In this case, when a county is being clicked, we catch the county id (name) and plot the daily new cases time series as we did above, making it a app-style interactive map.
def layer_on_click(**kwargs):
global ax2
ax2.cla() # clear previous plot
county_name=kwargs["id"] # get the id (name) of the clicked county
one_county = df[df["CountyName"]==county_name].set_index("ReportDate") # extract data for this county
one_county.CasesChange.plot(ax=ax2, title='COVID-19 Daily Cases - {}'.format(county_name)) # plot time series
fig2, ax2 = plt.subplots(1,1, figsize=(9,4))

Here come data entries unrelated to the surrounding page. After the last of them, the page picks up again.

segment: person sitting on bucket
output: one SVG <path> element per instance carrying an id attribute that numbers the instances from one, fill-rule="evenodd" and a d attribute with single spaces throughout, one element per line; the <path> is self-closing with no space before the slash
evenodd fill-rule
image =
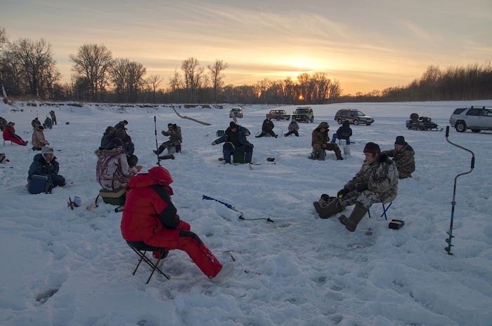
<path id="1" fill-rule="evenodd" d="M 246 153 L 245 163 L 251 163 L 253 158 L 253 144 L 247 141 L 247 136 L 251 135 L 250 130 L 245 127 L 236 125 L 234 121 L 231 121 L 229 127 L 226 129 L 224 135 L 215 140 L 212 146 L 225 142 L 222 147 L 224 160 L 226 163 L 231 163 L 231 156 L 233 152 Z"/>
<path id="2" fill-rule="evenodd" d="M 290 123 L 289 123 L 289 126 L 287 127 L 287 129 L 289 130 L 289 132 L 287 133 L 284 136 L 290 136 L 292 134 L 294 134 L 296 135 L 296 137 L 299 137 L 299 125 L 297 124 L 297 121 L 295 121 L 294 118 L 292 118 L 292 121 Z"/>
<path id="3" fill-rule="evenodd" d="M 364 147 L 365 160 L 355 177 L 337 193 L 337 198 L 325 201 L 322 198 L 313 203 L 322 219 L 328 219 L 355 205 L 349 217 L 341 215 L 338 219 L 351 232 L 357 228 L 370 206 L 375 203 L 387 203 L 398 193 L 398 170 L 394 162 L 381 153 L 379 145 L 368 142 Z"/>
<path id="4" fill-rule="evenodd" d="M 382 153 L 393 158 L 398 169 L 399 178 L 412 177 L 412 172 L 415 170 L 415 152 L 405 141 L 403 136 L 396 137 L 394 142 L 394 149 L 384 151 Z"/>
<path id="5" fill-rule="evenodd" d="M 108 147 L 99 147 L 95 154 L 98 156 L 96 178 L 106 190 L 124 188 L 130 179 L 142 169 L 142 165 L 129 165 L 123 141 L 117 137 L 113 138 Z"/>
<path id="6" fill-rule="evenodd" d="M 183 250 L 210 280 L 219 281 L 233 272 L 234 264 L 223 266 L 190 224 L 180 219 L 171 200 L 172 182 L 162 166 L 131 178 L 120 226 L 123 238 L 138 250 L 153 251 L 156 259 L 162 258 L 164 250 Z"/>
<path id="7" fill-rule="evenodd" d="M 345 120 L 340 128 L 338 128 L 337 133 L 333 134 L 332 142 L 335 142 L 337 139 L 345 140 L 345 144 L 350 144 L 350 136 L 352 135 L 352 128 L 350 128 L 350 121 Z"/>
<path id="8" fill-rule="evenodd" d="M 271 137 L 274 137 L 276 138 L 277 135 L 276 135 L 276 133 L 273 133 L 274 128 L 275 125 L 273 125 L 273 123 L 271 121 L 270 118 L 266 118 L 263 121 L 263 124 L 261 125 L 261 133 L 254 137 L 256 137 L 257 138 L 260 138 L 261 137 L 264 137 L 265 135 L 268 134 Z"/>
<path id="9" fill-rule="evenodd" d="M 324 160 L 324 157 L 321 157 L 321 151 L 325 149 L 326 151 L 333 151 L 337 156 L 337 160 L 343 160 L 342 157 L 342 151 L 336 144 L 328 142 L 330 136 L 330 125 L 328 122 L 322 122 L 318 127 L 313 130 L 312 140 L 311 145 L 313 147 L 313 156 L 311 158 L 313 160 Z"/>
<path id="10" fill-rule="evenodd" d="M 56 156 L 52 147 L 44 146 L 41 149 L 41 154 L 34 155 L 32 163 L 29 168 L 27 180 L 32 178 L 34 175 L 46 175 L 48 177 L 49 184 L 48 192 L 56 186 L 63 186 L 65 184 L 65 178 L 59 175 L 60 164 L 56 161 Z"/>
<path id="11" fill-rule="evenodd" d="M 159 147 L 159 149 L 154 149 L 153 151 L 156 155 L 160 155 L 166 149 L 170 147 L 176 147 L 176 152 L 181 151 L 181 143 L 183 143 L 183 137 L 181 136 L 181 128 L 176 125 L 176 123 L 168 123 L 167 131 L 162 130 L 160 132 L 164 136 L 169 136 L 169 140 L 164 142 Z"/>

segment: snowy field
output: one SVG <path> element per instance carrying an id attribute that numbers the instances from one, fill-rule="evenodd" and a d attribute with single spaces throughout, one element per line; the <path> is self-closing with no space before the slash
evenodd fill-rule
<path id="1" fill-rule="evenodd" d="M 0 325 L 215 326 L 490 326 L 492 325 L 492 133 L 450 131 L 449 140 L 473 151 L 474 169 L 458 177 L 452 248 L 444 250 L 451 216 L 455 177 L 470 170 L 471 154 L 446 140 L 445 130 L 408 130 L 410 114 L 431 115 L 448 125 L 456 107 L 492 106 L 470 102 L 358 103 L 313 105 L 314 123 L 300 123 L 300 137 L 254 138 L 265 114 L 276 106 L 245 106 L 238 123 L 250 129 L 259 165 L 224 165 L 221 145 L 228 111 L 212 107 L 178 112 L 212 124 L 181 118 L 168 106 L 157 108 L 91 105 L 82 107 L 0 104 L 0 116 L 15 123 L 17 133 L 32 137 L 31 121 L 44 121 L 54 109 L 58 124 L 45 132 L 55 149 L 64 188 L 52 194 L 30 194 L 27 170 L 34 154 L 7 144 L 0 151 Z M 311 134 L 342 108 L 356 108 L 375 118 L 370 126 L 352 126 L 351 155 L 313 161 Z M 292 113 L 294 106 L 283 107 Z M 18 111 L 13 111 L 16 109 Z M 20 111 L 20 109 L 23 111 Z M 219 259 L 235 259 L 233 275 L 219 284 L 208 280 L 183 252 L 169 254 L 162 269 L 167 280 L 148 266 L 131 275 L 137 262 L 119 231 L 122 213 L 93 204 L 96 156 L 108 125 L 124 119 L 143 171 L 155 166 L 154 116 L 158 142 L 168 123 L 180 125 L 183 153 L 161 161 L 174 179 L 174 205 Z M 70 122 L 70 124 L 65 123 Z M 287 121 L 274 121 L 279 136 Z M 375 205 L 354 233 L 336 217 L 321 219 L 313 202 L 335 196 L 358 171 L 362 150 L 375 142 L 393 148 L 403 135 L 415 151 L 413 177 L 401 180 L 398 196 L 380 217 Z M 342 142 L 343 144 L 343 142 Z M 1 145 L 0 145 L 1 146 Z M 266 158 L 275 158 L 275 164 Z M 234 206 L 245 218 L 206 195 Z M 82 205 L 72 210 L 67 199 Z M 351 208 L 345 212 L 350 213 Z M 390 229 L 391 219 L 405 226 Z M 370 229 L 372 236 L 365 235 Z"/>

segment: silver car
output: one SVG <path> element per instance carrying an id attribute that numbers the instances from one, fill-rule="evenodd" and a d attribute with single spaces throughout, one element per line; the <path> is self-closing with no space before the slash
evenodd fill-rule
<path id="1" fill-rule="evenodd" d="M 449 118 L 449 123 L 459 133 L 465 133 L 467 129 L 471 129 L 473 133 L 492 130 L 492 107 L 456 109 Z"/>

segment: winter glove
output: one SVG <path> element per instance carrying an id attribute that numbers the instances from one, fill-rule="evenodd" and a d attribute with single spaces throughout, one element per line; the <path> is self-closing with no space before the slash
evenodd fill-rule
<path id="1" fill-rule="evenodd" d="M 343 189 L 340 190 L 339 191 L 338 191 L 338 192 L 337 193 L 337 196 L 339 198 L 341 198 L 343 197 L 344 196 L 345 196 L 345 195 L 347 195 L 347 193 L 349 193 L 349 189 L 347 189 L 347 188 L 344 188 Z"/>
<path id="2" fill-rule="evenodd" d="M 356 189 L 358 192 L 362 192 L 367 189 L 368 189 L 368 184 L 365 182 L 363 182 L 361 184 L 357 184 L 357 186 L 356 186 Z"/>

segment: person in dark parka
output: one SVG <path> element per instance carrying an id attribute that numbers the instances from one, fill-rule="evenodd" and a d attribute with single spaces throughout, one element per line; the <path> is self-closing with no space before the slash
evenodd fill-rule
<path id="1" fill-rule="evenodd" d="M 337 139 L 345 140 L 345 144 L 350 144 L 350 137 L 352 135 L 352 128 L 350 128 L 350 122 L 345 120 L 340 128 L 338 128 L 336 133 L 333 134 L 332 142 L 335 142 Z"/>
<path id="2" fill-rule="evenodd" d="M 222 147 L 222 153 L 226 163 L 231 163 L 231 156 L 235 151 L 245 153 L 245 163 L 251 163 L 254 146 L 246 139 L 246 137 L 250 135 L 251 134 L 247 128 L 236 125 L 234 121 L 231 121 L 229 127 L 226 129 L 224 135 L 215 140 L 212 144 L 215 146 L 225 142 Z"/>
<path id="3" fill-rule="evenodd" d="M 34 155 L 29 168 L 27 180 L 30 180 L 34 175 L 46 175 L 48 177 L 48 191 L 51 191 L 56 186 L 65 186 L 65 178 L 58 174 L 59 170 L 60 164 L 56 161 L 53 148 L 45 146 L 41 149 L 41 154 Z"/>

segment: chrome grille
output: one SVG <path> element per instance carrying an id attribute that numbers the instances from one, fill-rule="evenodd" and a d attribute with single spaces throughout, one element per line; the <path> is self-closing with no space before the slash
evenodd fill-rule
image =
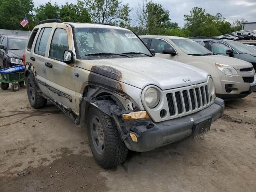
<path id="1" fill-rule="evenodd" d="M 212 100 L 210 96 L 208 86 L 205 85 L 167 93 L 166 97 L 171 116 L 202 108 L 210 104 Z"/>

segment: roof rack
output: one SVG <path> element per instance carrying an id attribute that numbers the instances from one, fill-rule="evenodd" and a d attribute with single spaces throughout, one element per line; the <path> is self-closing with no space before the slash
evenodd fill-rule
<path id="1" fill-rule="evenodd" d="M 99 25 L 110 25 L 110 26 L 114 26 L 112 24 L 110 24 L 109 23 L 96 23 L 96 24 L 98 24 Z"/>
<path id="2" fill-rule="evenodd" d="M 45 22 L 48 22 L 49 23 L 53 23 L 53 22 L 62 23 L 62 21 L 60 20 L 60 19 L 46 19 L 45 20 L 43 20 L 42 21 L 39 21 L 37 23 L 37 24 L 39 25 L 39 24 L 41 24 Z"/>
<path id="3" fill-rule="evenodd" d="M 217 37 L 204 37 L 203 36 L 198 36 L 198 37 L 191 37 L 188 38 L 190 39 L 215 39 L 216 40 L 222 40 L 223 39 Z"/>

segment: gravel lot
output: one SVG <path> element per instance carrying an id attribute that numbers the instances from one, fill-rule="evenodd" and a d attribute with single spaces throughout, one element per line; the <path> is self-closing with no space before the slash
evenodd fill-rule
<path id="1" fill-rule="evenodd" d="M 131 152 L 104 170 L 84 128 L 50 103 L 31 108 L 26 87 L 0 90 L 0 191 L 255 192 L 256 98 L 226 102 L 224 115 L 202 136 Z"/>

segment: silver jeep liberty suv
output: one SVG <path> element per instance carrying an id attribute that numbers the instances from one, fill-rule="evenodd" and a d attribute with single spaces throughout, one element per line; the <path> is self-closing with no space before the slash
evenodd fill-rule
<path id="1" fill-rule="evenodd" d="M 128 149 L 152 150 L 203 134 L 223 112 L 208 73 L 154 57 L 124 28 L 43 21 L 24 57 L 31 106 L 50 101 L 86 127 L 104 168 L 123 162 Z"/>

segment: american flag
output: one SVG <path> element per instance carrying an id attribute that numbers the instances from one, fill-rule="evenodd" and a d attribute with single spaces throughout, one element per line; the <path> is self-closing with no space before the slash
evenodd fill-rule
<path id="1" fill-rule="evenodd" d="M 28 20 L 27 17 L 25 16 L 24 19 L 22 20 L 22 21 L 20 22 L 20 24 L 22 26 L 22 27 L 24 27 L 28 23 Z"/>

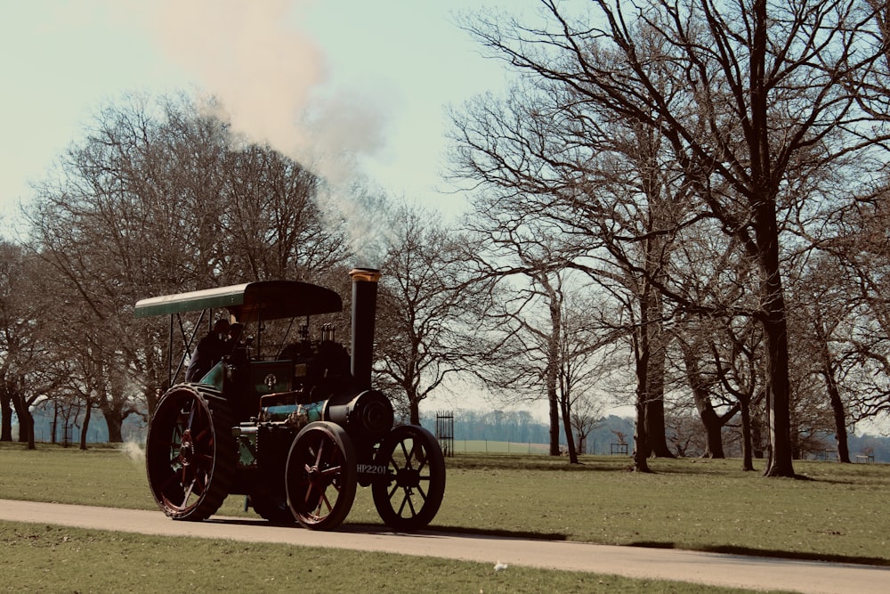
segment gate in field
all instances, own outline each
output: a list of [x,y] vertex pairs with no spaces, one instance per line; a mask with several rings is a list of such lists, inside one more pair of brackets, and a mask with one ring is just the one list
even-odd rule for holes
[[436,438],[442,453],[454,456],[454,411],[436,412]]

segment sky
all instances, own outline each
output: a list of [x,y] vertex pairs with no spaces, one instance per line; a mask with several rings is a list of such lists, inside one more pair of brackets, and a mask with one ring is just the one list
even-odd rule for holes
[[[363,174],[459,214],[463,203],[438,191],[444,108],[508,77],[454,22],[481,9],[499,10],[494,0],[0,0],[0,238],[15,237],[29,184],[127,93],[215,95],[236,130],[301,162],[358,156],[322,157],[326,176]],[[312,126],[300,123],[307,113]]]
[[[481,8],[498,9],[485,0],[0,0],[0,235],[96,110],[134,92],[214,94],[237,130],[317,161],[326,176],[360,173],[393,195],[459,209],[437,191],[444,107],[497,92],[507,76],[454,24]],[[300,123],[306,114],[312,126]],[[324,157],[337,149],[354,162]]]

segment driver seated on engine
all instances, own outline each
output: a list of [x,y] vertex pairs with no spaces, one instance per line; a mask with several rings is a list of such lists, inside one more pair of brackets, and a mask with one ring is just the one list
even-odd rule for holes
[[229,339],[226,341],[226,354],[229,362],[232,365],[243,365],[250,360],[250,343],[252,338],[244,338],[244,324],[236,321],[229,328]]

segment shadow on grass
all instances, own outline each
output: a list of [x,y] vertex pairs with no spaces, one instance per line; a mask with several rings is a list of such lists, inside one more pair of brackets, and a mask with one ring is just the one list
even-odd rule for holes
[[[300,525],[298,524],[293,524],[293,525],[273,524],[260,518],[254,519],[254,518],[224,517],[224,518],[211,518],[210,520],[206,520],[206,521],[216,522],[220,524],[236,525],[277,525],[277,526],[287,525],[287,527],[291,528],[301,528]],[[336,529],[336,532],[357,533],[357,534],[383,534],[383,533],[392,533],[393,531],[392,528],[384,525],[344,524]],[[474,536],[490,536],[496,538],[522,540],[522,541],[568,541],[569,540],[568,535],[562,533],[532,533],[522,530],[482,530],[477,528],[465,528],[463,526],[427,526],[426,528],[419,530],[417,533],[417,533],[418,535],[424,535],[424,534],[462,535],[470,538]],[[603,543],[591,542],[590,544],[597,545]],[[615,546],[615,545],[609,545],[609,546]],[[619,545],[619,546],[638,547],[641,549],[676,549],[678,550],[684,549],[681,547],[677,547],[673,542],[665,542],[659,541],[636,541],[634,542],[630,542],[627,545]],[[829,555],[829,554],[827,555],[824,553],[805,553],[805,552],[796,552],[788,550],[774,550],[769,549],[752,549],[749,547],[737,547],[732,545],[702,546],[702,547],[685,549],[685,550],[694,550],[705,553],[716,553],[720,555],[737,555],[740,557],[757,557],[794,560],[794,561],[847,563],[858,566],[890,567],[890,559],[886,559],[878,557],[853,557],[848,555]]]
[[[284,522],[271,522],[262,517],[232,517],[230,516],[214,516],[210,519],[204,520],[212,524],[224,524],[237,526],[276,526],[284,528],[303,529],[303,527],[294,522],[292,524]],[[350,533],[355,534],[383,534],[392,533],[394,531],[384,524],[343,524],[334,532]],[[426,526],[423,530],[418,530],[418,534],[424,533],[447,533],[464,534],[467,536],[497,536],[499,538],[510,538],[523,541],[568,541],[568,535],[562,533],[533,533],[523,530],[482,530],[478,528],[465,528],[464,526]]]
[[[673,542],[659,542],[640,541],[631,542],[631,547],[643,549],[678,549]],[[732,545],[714,545],[696,547],[690,550],[720,555],[739,555],[743,557],[760,557],[776,559],[790,559],[794,561],[821,561],[823,563],[849,563],[857,566],[877,566],[890,567],[890,560],[879,557],[852,557],[848,555],[827,555],[824,553],[805,553],[789,550],[773,550],[769,549],[751,549],[749,547],[736,547]]]

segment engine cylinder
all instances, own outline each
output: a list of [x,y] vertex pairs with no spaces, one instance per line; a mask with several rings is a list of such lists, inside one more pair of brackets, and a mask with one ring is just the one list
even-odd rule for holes
[[376,443],[392,428],[395,415],[389,399],[377,390],[365,390],[343,404],[328,401],[325,411],[330,420],[346,429],[355,440]]

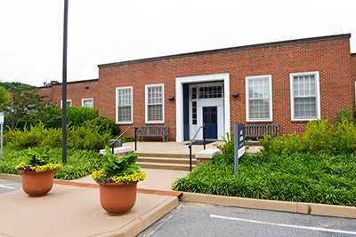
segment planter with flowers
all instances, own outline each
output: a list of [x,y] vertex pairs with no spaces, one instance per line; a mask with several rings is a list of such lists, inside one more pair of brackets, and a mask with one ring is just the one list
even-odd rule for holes
[[61,167],[53,162],[48,155],[48,149],[36,152],[30,147],[24,154],[26,161],[16,166],[22,175],[22,189],[29,196],[43,196],[53,186],[54,171]]
[[105,147],[106,163],[92,174],[100,187],[101,207],[113,216],[127,213],[136,202],[137,183],[144,180],[146,173],[134,165],[137,154],[134,151],[117,157],[109,146]]

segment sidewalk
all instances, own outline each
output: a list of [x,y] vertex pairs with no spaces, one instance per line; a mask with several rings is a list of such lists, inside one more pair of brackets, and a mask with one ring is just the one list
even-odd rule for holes
[[[0,194],[0,236],[135,236],[178,206],[171,185],[186,171],[142,169],[136,203],[128,214],[112,217],[101,207],[98,185],[85,177],[55,180],[40,198],[22,190]],[[20,176],[0,178],[19,181]]]

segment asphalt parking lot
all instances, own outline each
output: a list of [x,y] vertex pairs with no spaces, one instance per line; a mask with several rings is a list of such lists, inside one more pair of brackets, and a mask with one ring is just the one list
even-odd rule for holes
[[181,202],[138,236],[356,236],[356,219]]
[[21,183],[0,179],[0,194],[15,191],[21,188]]

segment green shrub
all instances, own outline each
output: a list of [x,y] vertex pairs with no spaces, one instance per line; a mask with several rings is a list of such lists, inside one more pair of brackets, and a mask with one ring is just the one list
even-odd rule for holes
[[[99,132],[100,127],[73,126],[68,128],[67,147],[99,151],[109,145],[110,134]],[[30,125],[29,130],[9,130],[4,135],[6,147],[28,149],[28,147],[61,147],[61,128],[46,129],[40,122]]]
[[85,126],[71,127],[68,130],[68,147],[99,151],[109,146],[110,134],[99,132],[100,127],[88,128]]
[[109,133],[111,136],[116,136],[120,132],[117,124],[109,118],[99,116],[93,120],[87,120],[84,125],[88,128],[99,128],[100,134]]
[[[34,148],[42,153],[44,148]],[[20,174],[15,167],[22,161],[21,155],[27,150],[4,149],[4,160],[0,161],[0,173]],[[50,149],[49,156],[61,163],[61,149]],[[102,157],[94,151],[69,149],[67,163],[54,173],[54,178],[73,180],[90,175],[104,164]]]
[[346,117],[331,125],[328,119],[311,121],[301,136],[291,133],[278,140],[265,135],[259,142],[265,154],[352,154],[356,152],[356,124]]
[[341,109],[339,112],[336,113],[336,115],[335,117],[336,118],[336,122],[342,122],[344,119],[349,121],[353,120],[352,112],[349,111],[348,107]]
[[123,143],[134,141],[134,138],[130,136],[122,137],[120,139],[123,141]]
[[67,122],[69,126],[82,125],[85,121],[93,120],[99,116],[97,108],[69,107],[67,108]]
[[227,196],[356,206],[356,154],[222,154],[177,179],[174,189]]
[[37,123],[44,123],[45,128],[61,127],[61,108],[56,105],[41,107],[29,115],[19,119],[20,128],[29,129],[30,125],[35,126]]
[[39,122],[30,125],[28,130],[16,129],[4,135],[4,144],[8,148],[28,149],[28,147],[60,147],[61,146],[61,131],[58,129],[46,129]]

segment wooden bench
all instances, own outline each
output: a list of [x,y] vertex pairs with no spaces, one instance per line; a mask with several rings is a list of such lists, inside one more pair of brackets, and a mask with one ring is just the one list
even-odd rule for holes
[[168,141],[168,126],[141,126],[137,137],[162,137],[163,141]]
[[[279,124],[245,124],[245,138],[263,138],[264,134],[279,139]],[[250,141],[248,145],[260,145],[258,141]]]

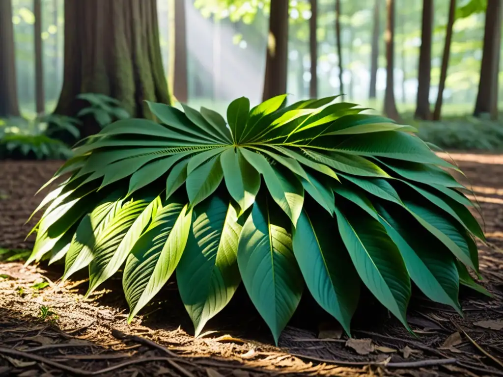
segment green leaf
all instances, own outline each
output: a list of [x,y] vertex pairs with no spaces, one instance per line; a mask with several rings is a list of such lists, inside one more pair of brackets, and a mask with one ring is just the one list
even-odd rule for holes
[[276,344],[300,301],[302,277],[292,251],[288,222],[260,199],[243,227],[237,264],[252,302]]
[[250,100],[246,97],[234,100],[227,108],[227,122],[230,127],[234,144],[241,140],[250,111]]
[[[350,213],[351,212],[351,213]],[[363,212],[336,208],[339,232],[369,290],[409,330],[406,312],[410,280],[396,246],[379,222]]]
[[98,234],[89,264],[89,295],[116,272],[160,205],[158,197],[126,203]]
[[172,197],[133,246],[126,260],[122,286],[130,312],[128,322],[160,290],[182,257],[192,211]]
[[194,210],[185,251],[177,267],[178,289],[194,323],[195,336],[227,305],[241,282],[236,210],[218,196]]
[[201,108],[201,115],[213,128],[229,144],[232,143],[232,136],[227,127],[227,123],[223,117],[216,112],[206,108]]
[[166,199],[167,200],[185,183],[187,179],[187,165],[190,159],[183,160],[171,169],[166,179]]
[[253,205],[260,189],[260,174],[243,157],[240,149],[228,149],[220,156],[225,185],[239,206],[239,216]]
[[186,186],[191,206],[196,206],[213,194],[223,178],[219,156],[213,157],[189,174]]
[[413,230],[396,213],[393,216],[382,207],[378,209],[381,223],[398,246],[412,281],[430,300],[449,305],[462,315],[458,301],[459,277],[452,254],[431,235]]
[[304,188],[300,182],[293,174],[273,168],[261,154],[244,148],[239,150],[252,166],[262,174],[271,196],[295,226],[304,203]]
[[418,137],[404,132],[385,131],[352,136],[336,146],[334,150],[457,169],[435,154]]
[[351,318],[360,298],[360,279],[334,219],[302,211],[293,231],[293,252],[314,299],[351,335]]
[[463,263],[476,269],[471,259],[468,245],[463,235],[452,222],[440,211],[404,202],[406,208],[423,227],[442,241]]
[[305,151],[313,159],[343,173],[369,177],[389,177],[384,170],[364,157],[336,152],[324,154],[309,150]]

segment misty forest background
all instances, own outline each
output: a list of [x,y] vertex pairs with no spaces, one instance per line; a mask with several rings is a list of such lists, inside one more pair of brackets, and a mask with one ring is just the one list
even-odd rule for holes
[[[57,113],[64,78],[64,1],[10,3],[20,115],[30,119]],[[503,82],[501,0],[293,0],[287,32],[278,15],[288,2],[273,0],[273,10],[270,3],[157,0],[162,65],[172,99],[223,111],[238,97],[255,104],[267,97],[265,80],[276,87],[271,93],[284,91],[286,80],[291,101],[343,92],[345,101],[413,124],[420,136],[440,146],[503,146],[501,117],[498,120],[503,108],[503,85],[498,84]],[[273,43],[281,49],[288,41],[287,62],[276,64],[276,72],[265,79],[272,11],[279,17],[277,39],[285,42]],[[105,36],[109,32],[101,30]],[[386,41],[392,31],[390,49]],[[35,37],[39,32],[41,43]],[[99,43],[102,36],[94,38]],[[42,72],[38,92],[37,69]],[[387,80],[387,70],[392,80]],[[313,74],[317,80],[311,79]]]

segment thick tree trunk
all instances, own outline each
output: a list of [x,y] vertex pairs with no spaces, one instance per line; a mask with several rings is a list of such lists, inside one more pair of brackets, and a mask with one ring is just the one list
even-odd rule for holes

fig2.suptitle("(Click on the Map to view COVID-19 Daily Cases)")
layer.on_click(layer_on_click) # monitor mouse click event on the layer
map
This metric is selected for demo purpose only. Using this single metric alone may mislead you! For example, say a county's covid cases have been pretty bad and are on the top of the curve for a long time. However the weekly change rate could be a relative small value because numbers of new cases between thest weeks are close.